H tells me he wasn't moving in with mom right away. I just got so sick of the emotional roller coaster that on Thanksgiving we had a blow up and I told him to stay there.
Oh let me tell you I haven't spoken to his mom since Christmas 2 years ago and I was told that I would not be welcome at the funeral so I didn't go. This is now being thrown up in my face from H that I didn't support him..
Mother in law gives H anything he wants and it's always bothered me because he's irresponsible with money and quits easily.
I must be crazy but I don't want a divorce. I don't want the marriage the way it was but i don't want a divorce.
He did tell me two days ago that he's not happy there but he's stuck because she can't do anything for herself and hes responsible for her.
Let me add, she is loaded she could hire someone to help out.
Am I totally screwed here?


----------



## EleGirl (Dec 3, 2011)

Unless you husband grows up and choses you over his mom.. yes you are screwed.

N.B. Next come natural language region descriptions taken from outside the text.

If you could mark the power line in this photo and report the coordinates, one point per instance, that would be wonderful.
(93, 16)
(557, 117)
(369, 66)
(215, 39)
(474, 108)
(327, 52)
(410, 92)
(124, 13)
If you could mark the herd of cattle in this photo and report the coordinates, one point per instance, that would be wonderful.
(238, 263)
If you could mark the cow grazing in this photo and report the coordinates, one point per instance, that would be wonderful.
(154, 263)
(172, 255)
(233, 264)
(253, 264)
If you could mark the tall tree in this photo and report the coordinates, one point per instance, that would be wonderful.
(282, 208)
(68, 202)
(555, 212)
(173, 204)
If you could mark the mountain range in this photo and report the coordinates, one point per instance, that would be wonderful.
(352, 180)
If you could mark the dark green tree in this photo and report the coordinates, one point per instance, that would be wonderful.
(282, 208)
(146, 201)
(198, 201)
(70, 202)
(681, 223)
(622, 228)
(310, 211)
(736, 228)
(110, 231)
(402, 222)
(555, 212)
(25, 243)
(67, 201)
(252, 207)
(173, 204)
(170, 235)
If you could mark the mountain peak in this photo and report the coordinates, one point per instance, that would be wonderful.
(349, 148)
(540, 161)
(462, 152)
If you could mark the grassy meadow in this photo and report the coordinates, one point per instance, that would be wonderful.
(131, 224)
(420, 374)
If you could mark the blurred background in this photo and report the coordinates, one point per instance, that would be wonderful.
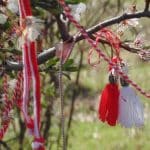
(82, 86)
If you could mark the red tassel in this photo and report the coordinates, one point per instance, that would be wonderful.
(108, 107)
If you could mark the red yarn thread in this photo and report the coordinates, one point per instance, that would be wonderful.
(92, 43)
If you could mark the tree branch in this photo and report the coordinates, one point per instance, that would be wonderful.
(44, 56)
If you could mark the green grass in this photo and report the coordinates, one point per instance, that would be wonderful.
(99, 136)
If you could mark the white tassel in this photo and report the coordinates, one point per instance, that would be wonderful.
(130, 108)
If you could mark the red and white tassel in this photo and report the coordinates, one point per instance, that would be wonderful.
(130, 108)
(30, 71)
(108, 107)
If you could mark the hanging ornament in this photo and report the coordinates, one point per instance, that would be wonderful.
(30, 71)
(130, 108)
(108, 107)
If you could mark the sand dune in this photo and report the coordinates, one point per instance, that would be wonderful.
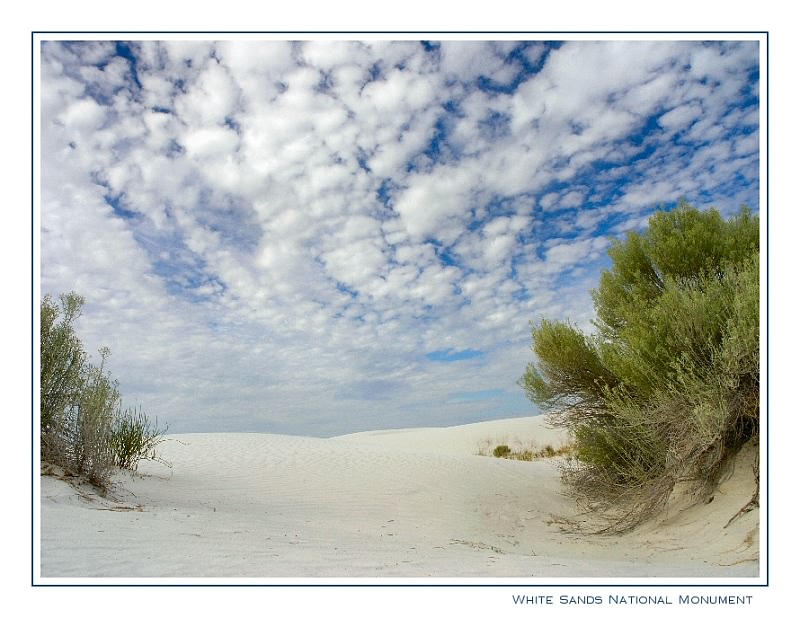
(394, 504)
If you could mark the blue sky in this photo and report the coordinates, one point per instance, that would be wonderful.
(319, 237)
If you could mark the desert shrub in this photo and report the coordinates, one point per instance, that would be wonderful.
(667, 389)
(81, 422)
(134, 438)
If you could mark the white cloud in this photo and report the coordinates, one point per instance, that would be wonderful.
(272, 235)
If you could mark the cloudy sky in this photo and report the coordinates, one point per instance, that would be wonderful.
(322, 237)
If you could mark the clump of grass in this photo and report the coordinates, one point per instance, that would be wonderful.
(134, 438)
(504, 451)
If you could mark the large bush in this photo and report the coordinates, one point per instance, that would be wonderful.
(83, 428)
(667, 388)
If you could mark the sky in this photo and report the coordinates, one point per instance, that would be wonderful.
(318, 237)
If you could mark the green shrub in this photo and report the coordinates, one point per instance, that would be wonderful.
(82, 427)
(668, 387)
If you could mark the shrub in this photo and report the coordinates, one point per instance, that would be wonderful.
(668, 387)
(82, 427)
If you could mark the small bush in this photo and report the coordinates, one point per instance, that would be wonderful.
(667, 390)
(502, 450)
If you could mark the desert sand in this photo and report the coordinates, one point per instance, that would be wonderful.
(402, 505)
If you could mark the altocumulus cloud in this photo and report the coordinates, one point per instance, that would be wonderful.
(320, 237)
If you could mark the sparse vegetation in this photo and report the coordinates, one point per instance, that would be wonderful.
(82, 426)
(667, 390)
(526, 453)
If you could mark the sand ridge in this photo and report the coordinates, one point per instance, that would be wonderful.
(394, 504)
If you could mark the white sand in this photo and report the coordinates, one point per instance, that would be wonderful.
(395, 504)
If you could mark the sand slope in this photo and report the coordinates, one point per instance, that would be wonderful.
(415, 503)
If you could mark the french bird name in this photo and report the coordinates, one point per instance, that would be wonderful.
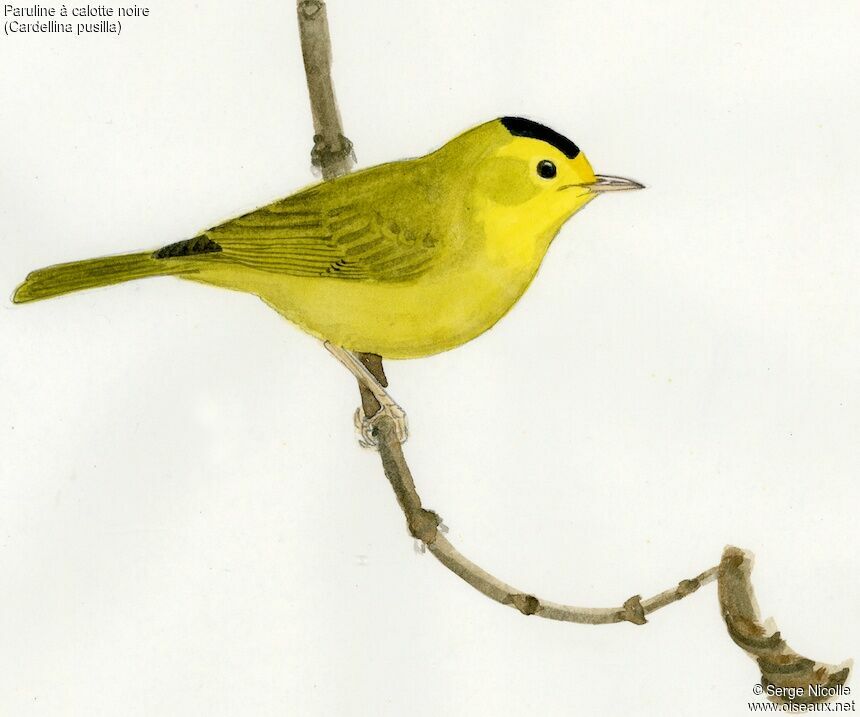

Sorry to be blunt, but there is more to life than this.

Tell him that unless he sets things right with mommy dearest, tells her to hire in-home help, tells her to respect you or he will not see her again... that you are ending the marriage.


----------



## SadSamIAm (Oct 29, 2010)

Doesn't sound to me that you are in love with your husband. Why do you not want to divorce? Is it because his elderly mother 'is loaded' ?
_Posted via Mobile Device_


----------



## Applegirl (Sep 8, 2011)

I do love him. I will admit lately I've been thinking about the bad things alot, maybe trying to get myself to not love him anymore like I'm trying to protect myself.


----------